La querelle entre le RN et l'AfD n'est de loin pas la seule au sein de l'extrême-droite européenne. La politique financière et les relations avec la Russie sont également en cause. Au début de l'année, la Première ministre italienne Giorgia Meloni a ainsi parlé de «différences irréconciliables» entre son parti de droite, Fratelli D'Italia, et l'AfD. En cause, la proximité de l'AfD avec Moscou. Il faut dire qu'outre ses positions prorusses, l'AfD compte en son sein des politiciens fortement soupçonnés de percevoir de l'argent du Kremlin.
Le FPÖ autrichien, le RN français et le Fidesz hongrois entretiennent également des relations étroites avec Moscou. Tout le contraire du PiS polonais et des Finlandais du Perussuomalaiset qui, du fait de leur proximité géographique, sont directement confrontés à la menace russe et refusent tout rapprochement avec Moscou.
Des disputes sur les aides financières
En matière de politique financière, le nationalisme met à mal les perspectives communes en matière d'économie: «Les partis d'extrême droite sont d'accord pour aspirer à une plus grande souveraineté économique dans leur propre pays, mais c'est cette vision nationaliste qui entraîne des désaccords entre eux», écrit Philip Rathgeb, économiste à l'université d'Edimbourg, sur la plateforme en ligne intereconomics.eu.
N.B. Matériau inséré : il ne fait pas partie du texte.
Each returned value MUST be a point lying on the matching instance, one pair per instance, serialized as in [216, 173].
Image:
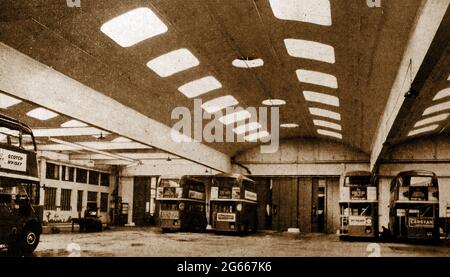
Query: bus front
[416, 209]
[20, 213]
[358, 205]
[169, 194]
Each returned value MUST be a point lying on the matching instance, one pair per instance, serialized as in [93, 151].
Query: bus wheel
[29, 240]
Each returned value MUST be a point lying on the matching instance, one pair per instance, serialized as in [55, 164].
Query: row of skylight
[141, 24]
[434, 114]
[68, 127]
[315, 12]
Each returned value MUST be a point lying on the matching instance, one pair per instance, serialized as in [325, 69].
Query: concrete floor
[150, 242]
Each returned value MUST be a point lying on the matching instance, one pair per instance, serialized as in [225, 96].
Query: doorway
[310, 204]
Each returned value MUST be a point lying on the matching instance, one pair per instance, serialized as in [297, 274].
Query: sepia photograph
[224, 135]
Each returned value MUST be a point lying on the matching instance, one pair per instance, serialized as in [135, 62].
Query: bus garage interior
[357, 87]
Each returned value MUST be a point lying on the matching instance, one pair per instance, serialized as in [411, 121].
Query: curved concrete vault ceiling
[367, 43]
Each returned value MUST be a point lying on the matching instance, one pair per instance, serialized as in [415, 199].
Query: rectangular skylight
[316, 78]
[442, 94]
[325, 113]
[133, 27]
[432, 119]
[311, 11]
[41, 114]
[329, 133]
[321, 98]
[219, 103]
[257, 135]
[200, 86]
[73, 123]
[8, 101]
[245, 128]
[234, 117]
[437, 108]
[311, 50]
[327, 124]
[67, 132]
[423, 130]
[173, 62]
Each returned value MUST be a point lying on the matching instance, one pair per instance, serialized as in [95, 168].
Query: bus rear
[359, 205]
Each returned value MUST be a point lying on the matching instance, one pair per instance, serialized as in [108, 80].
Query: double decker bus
[359, 205]
[181, 204]
[233, 203]
[414, 205]
[20, 213]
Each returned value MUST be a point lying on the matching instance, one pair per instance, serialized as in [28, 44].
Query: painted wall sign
[13, 160]
[250, 195]
[226, 217]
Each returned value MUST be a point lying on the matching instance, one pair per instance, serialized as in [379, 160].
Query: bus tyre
[28, 241]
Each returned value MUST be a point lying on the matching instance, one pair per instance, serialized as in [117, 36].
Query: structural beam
[31, 80]
[428, 21]
[93, 144]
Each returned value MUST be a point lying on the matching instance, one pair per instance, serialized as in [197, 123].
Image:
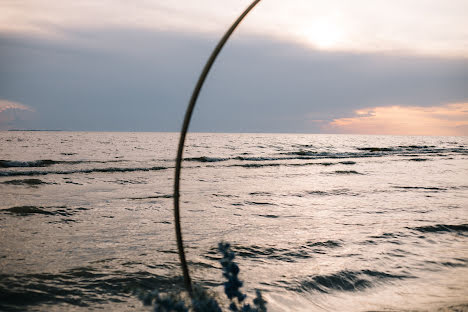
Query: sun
[323, 34]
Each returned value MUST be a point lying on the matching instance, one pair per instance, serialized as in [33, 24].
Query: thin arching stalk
[183, 133]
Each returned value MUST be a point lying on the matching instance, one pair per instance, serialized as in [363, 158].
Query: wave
[345, 281]
[362, 152]
[306, 251]
[441, 228]
[92, 170]
[63, 211]
[29, 182]
[423, 188]
[33, 163]
[80, 287]
[205, 159]
[346, 172]
[48, 163]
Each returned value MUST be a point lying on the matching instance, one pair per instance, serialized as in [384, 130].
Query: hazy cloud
[450, 119]
[126, 80]
[13, 114]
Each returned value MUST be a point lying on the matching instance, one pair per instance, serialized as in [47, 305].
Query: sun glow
[324, 34]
L'expert observe un net clivage nord-sud sur le sujet. En effet, les pays méridionaux ont particulièrement souffert des conséquences de la crise économique et ils espèrent ainsi obtenir un soutien de la part d'États de l'UE mieux lotis afin de pouvoir effacer leurs dettes et rétablir leur indépendance économique. «A l'inverse, les pays d'Europe du Nord qui empruntent de l'argent considèrent cette mesure comme une atteinte à l'autodétermination nationale», constate Philip Rathgeb.
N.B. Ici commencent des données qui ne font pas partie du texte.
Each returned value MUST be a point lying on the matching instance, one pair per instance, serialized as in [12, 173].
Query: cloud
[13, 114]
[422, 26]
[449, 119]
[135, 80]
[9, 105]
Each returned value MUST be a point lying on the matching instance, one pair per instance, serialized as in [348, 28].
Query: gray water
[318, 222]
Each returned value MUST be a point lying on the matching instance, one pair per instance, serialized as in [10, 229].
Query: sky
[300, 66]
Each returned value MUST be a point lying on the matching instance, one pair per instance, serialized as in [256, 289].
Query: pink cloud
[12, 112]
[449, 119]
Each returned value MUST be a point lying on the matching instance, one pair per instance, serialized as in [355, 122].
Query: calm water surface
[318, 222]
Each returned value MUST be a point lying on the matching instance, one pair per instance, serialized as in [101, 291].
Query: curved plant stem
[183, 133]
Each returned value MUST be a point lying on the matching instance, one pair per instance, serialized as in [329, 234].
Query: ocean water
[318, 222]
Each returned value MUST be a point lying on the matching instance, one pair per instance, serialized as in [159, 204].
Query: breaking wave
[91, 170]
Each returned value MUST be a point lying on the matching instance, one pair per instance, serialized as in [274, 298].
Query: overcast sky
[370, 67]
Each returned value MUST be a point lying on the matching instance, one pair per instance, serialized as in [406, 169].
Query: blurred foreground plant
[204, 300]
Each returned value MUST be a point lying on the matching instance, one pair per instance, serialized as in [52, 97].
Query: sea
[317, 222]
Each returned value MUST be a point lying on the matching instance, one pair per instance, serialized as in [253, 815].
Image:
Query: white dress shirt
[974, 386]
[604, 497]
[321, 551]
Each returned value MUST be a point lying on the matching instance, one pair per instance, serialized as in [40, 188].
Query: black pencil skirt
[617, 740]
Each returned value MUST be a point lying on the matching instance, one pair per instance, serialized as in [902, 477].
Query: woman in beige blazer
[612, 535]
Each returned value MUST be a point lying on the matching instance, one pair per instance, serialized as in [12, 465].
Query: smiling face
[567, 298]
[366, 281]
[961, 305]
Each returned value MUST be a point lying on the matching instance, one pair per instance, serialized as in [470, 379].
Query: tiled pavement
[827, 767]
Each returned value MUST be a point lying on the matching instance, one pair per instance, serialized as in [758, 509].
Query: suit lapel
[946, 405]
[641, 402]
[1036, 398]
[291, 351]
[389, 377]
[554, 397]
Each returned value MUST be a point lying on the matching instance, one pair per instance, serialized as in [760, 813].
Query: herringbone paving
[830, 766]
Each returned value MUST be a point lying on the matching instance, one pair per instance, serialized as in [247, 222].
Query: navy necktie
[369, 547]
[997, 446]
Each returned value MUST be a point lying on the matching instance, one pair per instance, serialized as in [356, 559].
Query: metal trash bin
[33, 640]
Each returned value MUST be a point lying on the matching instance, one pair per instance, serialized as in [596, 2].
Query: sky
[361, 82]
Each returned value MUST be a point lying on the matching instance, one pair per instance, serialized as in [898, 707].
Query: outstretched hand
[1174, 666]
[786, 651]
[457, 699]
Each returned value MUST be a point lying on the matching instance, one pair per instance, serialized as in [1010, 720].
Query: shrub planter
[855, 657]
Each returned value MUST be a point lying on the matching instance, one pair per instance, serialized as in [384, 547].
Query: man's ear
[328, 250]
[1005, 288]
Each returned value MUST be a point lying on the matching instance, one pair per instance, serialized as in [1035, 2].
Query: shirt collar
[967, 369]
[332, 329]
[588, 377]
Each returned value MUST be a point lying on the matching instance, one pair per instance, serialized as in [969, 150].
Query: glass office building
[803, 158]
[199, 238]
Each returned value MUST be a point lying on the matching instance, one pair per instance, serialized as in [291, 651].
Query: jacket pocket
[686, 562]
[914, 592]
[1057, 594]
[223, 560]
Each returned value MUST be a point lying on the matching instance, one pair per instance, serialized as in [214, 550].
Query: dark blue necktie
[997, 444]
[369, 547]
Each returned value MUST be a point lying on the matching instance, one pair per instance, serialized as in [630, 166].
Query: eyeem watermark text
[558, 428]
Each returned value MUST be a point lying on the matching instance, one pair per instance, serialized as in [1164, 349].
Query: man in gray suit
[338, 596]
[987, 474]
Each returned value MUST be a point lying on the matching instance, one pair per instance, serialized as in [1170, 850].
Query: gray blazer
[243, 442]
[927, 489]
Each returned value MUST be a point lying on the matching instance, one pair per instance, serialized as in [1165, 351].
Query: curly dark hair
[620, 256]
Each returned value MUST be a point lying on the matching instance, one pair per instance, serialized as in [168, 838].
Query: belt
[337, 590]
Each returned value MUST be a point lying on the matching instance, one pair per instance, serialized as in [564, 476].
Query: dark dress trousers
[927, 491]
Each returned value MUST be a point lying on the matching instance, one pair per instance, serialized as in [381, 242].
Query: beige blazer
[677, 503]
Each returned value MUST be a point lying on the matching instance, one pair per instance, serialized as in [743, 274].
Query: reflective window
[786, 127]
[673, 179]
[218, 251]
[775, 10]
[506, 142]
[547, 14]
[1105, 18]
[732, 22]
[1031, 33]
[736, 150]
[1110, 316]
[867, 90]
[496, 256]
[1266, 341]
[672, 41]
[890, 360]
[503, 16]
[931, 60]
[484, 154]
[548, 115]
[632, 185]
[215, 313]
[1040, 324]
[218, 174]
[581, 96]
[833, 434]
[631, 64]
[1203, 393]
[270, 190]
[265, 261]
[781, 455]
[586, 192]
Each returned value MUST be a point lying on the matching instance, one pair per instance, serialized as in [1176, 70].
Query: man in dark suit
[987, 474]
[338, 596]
L'AfD a ainsi employé des moyens légaux pour empêcher la mise en place de «NextGenerationEU» (NGEU), un fond de plusieurs milliards ayant pour but d'endiguer les conséquences de la pandémie. Afin que les Etats puissent mieux maîtriser leurs finances, l'AfD et le FPÖ réclament en outre davantage de sanctions contre les Etats en déficit budgétaire. De telles mesures punitives sont rejetées par les partis d'extrême droite belge, français et italien.
Pas de front commun en vue
Les partis d'extrême droite pourraient devenir la première force dans neuf pays lors des élections européennes de juin, notamment en France, en Italie et aux Pays-Bas. C'est ce qu'affirme l'influent politologue bulgare Ivan Krastev, directeur du Centre for Liberal Stategies à Sofia, dans une interview publiée sur le site du média allemand «Der Spiegel».
Mais si l'idée d'un front de droite suscitait les craintes avant les élections de 2019, il s'est vite avéré que les partis populistes se sont dispersés – parfois fortement – et ont fini par évoluer différemment: «Il n'existe pas de front unique de droite en Europe – du moins pas avec les mêmes idées, perspectives et groupes d'électeurs», résume Ivan Krastev.